Roll up, roll up for the photographic scrap of the decade. In the blue corner is JPEG, the tried and tested file format that many digital photographers have bet on for years. He's refined, processed and slimmed-down to a sensible fighting weight – you can get lots of these guys on your memory card.
In the red corner is raw. Big, beefy, unrefined and pretty much straight off the sensor, raw is a rough and ready fellow who delivers winning results – he needs careful handling though, and you can't get so many of these bruisers on your memory card. Photographers have been arguing the pros and cons of raw and JPEG for years, but what is the most suitable file format for MyPhotoSchool students?
Actually, it's not really that big a dilemma. Shooting in raw makes a lot of sense for nearly all amateur photographers, and the majority of pros. When you open a raw file, you are seeing a file that has undergone minimal processing. Crucially, it's uncompressed, so you are getting the complete package of data as recorded by your camera's sensor. In comparison, JPEGs are compressed to save space (thereby losing some data) and have undergone some in-camera processing – to improve sharpness, for example.
So which is best? It depends on what you are photographing and why but for most enthusiast/amateur photographers, there are no longer many compelling reasons for NOT shooting raw. You're getting as much detail and resolution coming through as you possibly can. Yes, you have to open and edit raw files in special raw-editing software, but these are much easier to use than they used to be, and can do a lot more than image processing – Adobe Lightroom is pretty much a complete editing and workflow package for most photographers, and you can pick it up for under £80/$120. Often you get free raw-processing software with your camera, too.

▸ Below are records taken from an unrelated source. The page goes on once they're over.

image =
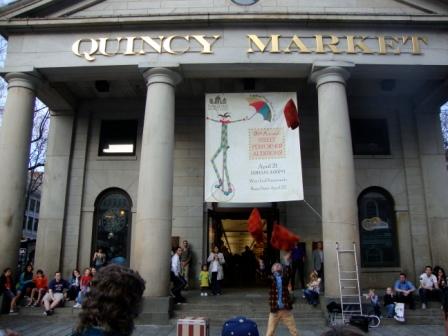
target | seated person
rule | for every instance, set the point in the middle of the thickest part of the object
(40, 288)
(55, 293)
(429, 286)
(313, 289)
(403, 289)
(25, 282)
(389, 302)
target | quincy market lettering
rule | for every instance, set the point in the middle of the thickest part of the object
(90, 48)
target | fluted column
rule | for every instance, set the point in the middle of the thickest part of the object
(339, 208)
(54, 193)
(15, 138)
(152, 234)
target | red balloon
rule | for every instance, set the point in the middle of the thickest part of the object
(255, 225)
(282, 238)
(291, 114)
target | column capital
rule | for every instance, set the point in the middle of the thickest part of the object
(330, 72)
(24, 80)
(162, 75)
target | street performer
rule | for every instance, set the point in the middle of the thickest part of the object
(280, 301)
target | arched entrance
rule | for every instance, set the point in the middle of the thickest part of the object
(112, 225)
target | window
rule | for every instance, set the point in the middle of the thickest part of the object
(32, 205)
(370, 137)
(112, 225)
(118, 137)
(29, 226)
(377, 229)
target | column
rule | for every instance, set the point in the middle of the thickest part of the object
(339, 208)
(151, 241)
(54, 193)
(15, 137)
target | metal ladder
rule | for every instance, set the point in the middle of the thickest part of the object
(348, 283)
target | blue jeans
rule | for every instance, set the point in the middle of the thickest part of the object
(390, 308)
(311, 296)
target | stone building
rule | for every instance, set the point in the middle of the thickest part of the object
(126, 80)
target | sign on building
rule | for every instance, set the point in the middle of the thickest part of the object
(250, 153)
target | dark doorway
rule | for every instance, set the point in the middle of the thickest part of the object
(245, 258)
(112, 225)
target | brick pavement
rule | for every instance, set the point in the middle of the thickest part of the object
(49, 326)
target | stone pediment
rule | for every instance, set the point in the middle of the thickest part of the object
(52, 9)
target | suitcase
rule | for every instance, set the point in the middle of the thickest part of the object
(239, 326)
(192, 326)
(360, 321)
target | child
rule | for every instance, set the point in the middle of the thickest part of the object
(203, 280)
(389, 302)
(84, 285)
(312, 291)
(41, 285)
(374, 301)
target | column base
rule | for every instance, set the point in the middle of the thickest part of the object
(156, 310)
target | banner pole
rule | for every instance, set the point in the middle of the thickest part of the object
(312, 209)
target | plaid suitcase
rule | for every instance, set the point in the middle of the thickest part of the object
(192, 326)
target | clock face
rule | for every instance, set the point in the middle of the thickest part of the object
(245, 2)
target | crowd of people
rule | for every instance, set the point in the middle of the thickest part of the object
(90, 287)
(36, 290)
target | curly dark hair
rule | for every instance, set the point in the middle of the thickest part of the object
(114, 300)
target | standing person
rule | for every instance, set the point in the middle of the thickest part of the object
(318, 260)
(112, 304)
(216, 260)
(389, 302)
(428, 286)
(176, 277)
(298, 256)
(41, 286)
(374, 302)
(204, 280)
(312, 291)
(280, 302)
(73, 290)
(404, 289)
(7, 287)
(99, 259)
(55, 293)
(84, 285)
(25, 282)
(185, 261)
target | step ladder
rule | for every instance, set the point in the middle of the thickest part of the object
(348, 282)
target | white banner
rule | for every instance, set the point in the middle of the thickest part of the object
(250, 153)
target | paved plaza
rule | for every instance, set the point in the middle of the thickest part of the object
(34, 326)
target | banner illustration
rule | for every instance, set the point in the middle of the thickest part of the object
(251, 154)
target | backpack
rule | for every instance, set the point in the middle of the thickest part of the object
(239, 326)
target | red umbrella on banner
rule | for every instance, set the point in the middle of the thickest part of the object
(255, 225)
(282, 238)
(291, 114)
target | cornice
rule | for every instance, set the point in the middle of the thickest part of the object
(78, 23)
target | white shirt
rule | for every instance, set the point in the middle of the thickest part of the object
(175, 264)
(428, 281)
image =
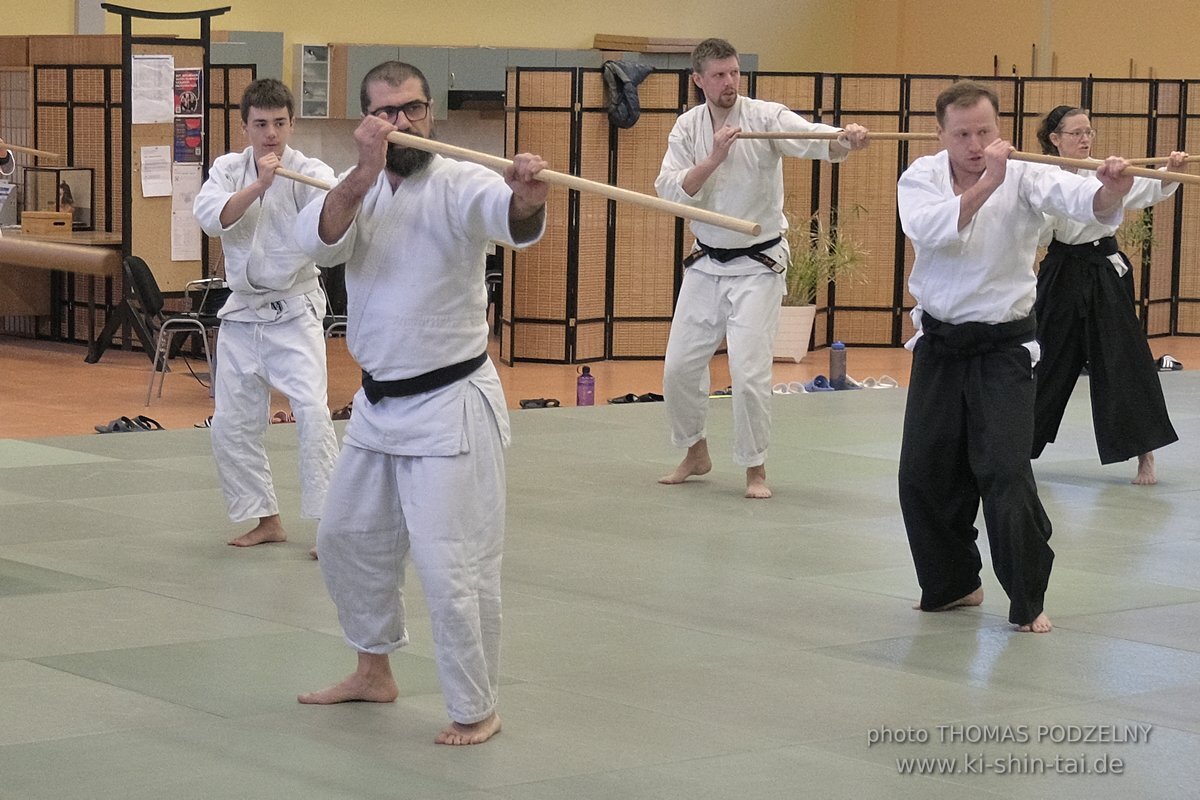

Once you have figured Lightroom out, it takes about a five minutes to open, edit and save out a raw file as a JPEG or TIFF, and you can automate the process to make it even faster. The arguments against raw go as follows.
One, it slows you down and takes up memory card and computer space. True to an extent, but with storage media cheaper than it's ever been, this argument is less valid. Unless you are a sports or press photographer who has to get images to a news editor within five minutes of taking them, there are fewer and fewer reasons to just shoot JPEG. Also, every time you open, edit and save back a JPEG file, some degradation takes place, so it seems a false economy.
Just one word of caution – don't expect raw shooting to somehow compensate for poor camera technique. While it is a more forgiving format than JPEG, enabling you to retrieve a lot of detail, change white balance and correct some poor exposure, it can't salvage very badly exposed or unsharp shots. Noisy and over-sharpened shots will stick out like a sore thumb, whether originally shot in raw or not. Raw is not a cure-all.